Block sees a middle path between these two sides, represented in the archetype of the Architect. The Architect cares about both beauty and practicality; form and function. The Architect balances the needs and wishes of the client with his or her own aesthetic values, as well as the professional standards and laws of physics that limit her or his work. This archetype integrates the previous three, thus resolving their unending battle.

In organizations, this translates into the role of what Block calls the “Social Architect.” It is a role for both boss and employee, and it changes the way everyone approaches the work of the organization. It is a role where the “personal, intimate, and subjective qualities of the institution are valued along with the practical, technical, and economic objectives.” It is one that creates more opportunities for open discussion of these issues. It is one that maintains the discipline of asking and answering the “yes” questions in addition to the “how” questions.

Applying the lessons of this book to the management of Associations (or any organization, for that matter), will be difficult, simply because the book challenges some fundamental assumptions about the way things “are” and the way things “work.” It will likely be a very personal application, meaning different things to different people. For leaders, it may mean reexamining the way you talk to each other.

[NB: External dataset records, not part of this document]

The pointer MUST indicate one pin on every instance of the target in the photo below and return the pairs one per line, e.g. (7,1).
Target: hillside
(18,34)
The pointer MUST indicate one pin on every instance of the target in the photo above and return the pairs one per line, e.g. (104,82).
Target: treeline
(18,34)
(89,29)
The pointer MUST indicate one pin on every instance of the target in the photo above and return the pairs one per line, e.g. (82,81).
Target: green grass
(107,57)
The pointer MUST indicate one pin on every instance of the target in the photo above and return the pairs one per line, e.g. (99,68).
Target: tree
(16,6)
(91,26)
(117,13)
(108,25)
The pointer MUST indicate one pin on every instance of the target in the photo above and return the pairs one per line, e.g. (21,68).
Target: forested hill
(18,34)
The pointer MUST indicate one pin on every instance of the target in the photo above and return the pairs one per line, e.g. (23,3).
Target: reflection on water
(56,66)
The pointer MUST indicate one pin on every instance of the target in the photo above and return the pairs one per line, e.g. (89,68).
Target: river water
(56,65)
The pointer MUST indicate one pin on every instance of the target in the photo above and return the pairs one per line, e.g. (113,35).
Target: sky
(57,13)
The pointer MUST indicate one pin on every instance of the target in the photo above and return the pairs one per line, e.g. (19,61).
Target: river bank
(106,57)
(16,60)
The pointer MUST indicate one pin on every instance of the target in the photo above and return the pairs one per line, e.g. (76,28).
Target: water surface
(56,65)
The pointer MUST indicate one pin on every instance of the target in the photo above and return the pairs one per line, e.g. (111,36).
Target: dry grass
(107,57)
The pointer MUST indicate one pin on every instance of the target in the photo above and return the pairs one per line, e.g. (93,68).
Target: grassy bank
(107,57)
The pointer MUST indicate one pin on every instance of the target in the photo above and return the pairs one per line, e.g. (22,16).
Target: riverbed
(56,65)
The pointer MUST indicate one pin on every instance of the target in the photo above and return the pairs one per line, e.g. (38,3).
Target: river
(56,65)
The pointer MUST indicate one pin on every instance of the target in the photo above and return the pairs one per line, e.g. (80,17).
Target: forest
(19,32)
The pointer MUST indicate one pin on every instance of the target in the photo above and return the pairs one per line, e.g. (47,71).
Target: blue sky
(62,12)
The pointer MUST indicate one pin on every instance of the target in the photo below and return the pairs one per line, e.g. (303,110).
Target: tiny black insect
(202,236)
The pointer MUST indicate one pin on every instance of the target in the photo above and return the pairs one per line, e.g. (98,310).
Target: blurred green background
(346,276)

It may mean empowering people at lower levels in the organization. It may mean taking the time to identify the right questions to answer in the first place. For employees it may mean letting go of some critical assumptions: like the assumption that your boss controls your work life, or that you must wait to be “in” before you can influence things. For others it may provide guidance during a job or career transition.

Give yourself time to read this book, and time to test out the radical ideas. You may resist the ideas, because the assumptions we have about “the way things are” are very strong. If you can suspend those assumptions briefly, however, you will have the opportunity to experience the power of acting on what matters.